I have until this Thursday to decide whether I am having one or both off.

A double mastectomy is not  a medical need but a psychological and a symmetrical one. 
( for me)

I have been lucky enough to have had two friends willing to take off their tops for me  so I can have a look at their breast jobs:
o   One single mastectomy and a prosthesis ( there is no doubt a whole blog waiting to be written about them)
o   One double, no re-construction

It was helpful to have a look, but at the end of the day it’s a  bit like looking through hair magazines for a hairstyle and choosing one. 

You still won't really know what it will look like on you  until the cut is done.



I am pretty certain I don’t want a reconstruction. 


So if I have the double mastectomy I may need to change the name of this blog to

No saggy boobs 

( but then again I may just leave it)                  


I am booked into  have surgery on Wednesday 25th July which means  I will celebrate my 49th birthday( on the 26th July) on drugs.
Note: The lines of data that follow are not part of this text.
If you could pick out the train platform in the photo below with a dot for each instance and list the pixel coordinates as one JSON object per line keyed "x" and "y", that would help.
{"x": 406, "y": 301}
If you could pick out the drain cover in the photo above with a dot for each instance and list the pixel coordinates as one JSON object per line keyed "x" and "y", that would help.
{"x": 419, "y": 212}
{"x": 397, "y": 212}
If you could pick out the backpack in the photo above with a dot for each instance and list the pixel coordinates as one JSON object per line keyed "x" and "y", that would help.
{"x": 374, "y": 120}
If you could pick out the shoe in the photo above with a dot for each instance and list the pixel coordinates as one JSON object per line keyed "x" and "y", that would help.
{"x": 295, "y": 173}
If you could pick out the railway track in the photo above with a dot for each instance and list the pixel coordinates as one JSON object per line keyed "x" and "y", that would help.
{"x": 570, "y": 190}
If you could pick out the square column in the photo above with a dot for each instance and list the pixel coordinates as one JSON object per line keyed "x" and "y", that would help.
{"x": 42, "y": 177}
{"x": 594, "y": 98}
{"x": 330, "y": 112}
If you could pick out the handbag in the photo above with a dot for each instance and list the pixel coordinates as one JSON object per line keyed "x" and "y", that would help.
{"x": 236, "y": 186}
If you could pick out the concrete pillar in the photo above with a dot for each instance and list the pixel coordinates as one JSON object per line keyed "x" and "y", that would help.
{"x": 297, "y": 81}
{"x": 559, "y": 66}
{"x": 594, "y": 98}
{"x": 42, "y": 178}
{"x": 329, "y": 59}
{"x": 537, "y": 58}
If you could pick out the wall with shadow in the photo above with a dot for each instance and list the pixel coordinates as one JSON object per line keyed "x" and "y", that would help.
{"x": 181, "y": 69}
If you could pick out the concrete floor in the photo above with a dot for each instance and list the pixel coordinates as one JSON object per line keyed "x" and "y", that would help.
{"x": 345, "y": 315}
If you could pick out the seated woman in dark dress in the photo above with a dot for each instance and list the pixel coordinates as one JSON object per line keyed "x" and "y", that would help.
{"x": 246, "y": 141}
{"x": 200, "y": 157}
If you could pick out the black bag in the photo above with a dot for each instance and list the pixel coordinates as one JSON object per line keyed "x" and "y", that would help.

I have a different oncologist looking after me this time, Dr S. ( i like him)
Dr C is away and wont be back for another week, Dr S was trained by him so I figure he is pretty good at what he does, and I don't want to wait.

I am not all that happy ( ok that is a very big understatement) at having to go through this all again 15 years after the first diagnosis.

It really has messed things up for a lot of people;

My daughter S, who was supposed to be back up in  Brisbane  getting ready to start her second semester of her acting degree
My son N , who is about to start his HSC Trials
My partner SL who now has to travel back and forward from interstate  to be my carer ( as opposed to doing that just for fun)
My family who also live interstate ( on the other side of the country) who are all really worried and feel like they cant do anything
My friends who are all quite shocked and who will have to cook and care for me all over again
My work colleagues who will have to pick up my slack

And of course me. 

So there it is – a very stripped down update on my breast cancer status.


The birds are singing which means it must be close to the sun coming up.

My head feels so much clearer.


So I will post this now, with the promise to get some sleep and to write again soon.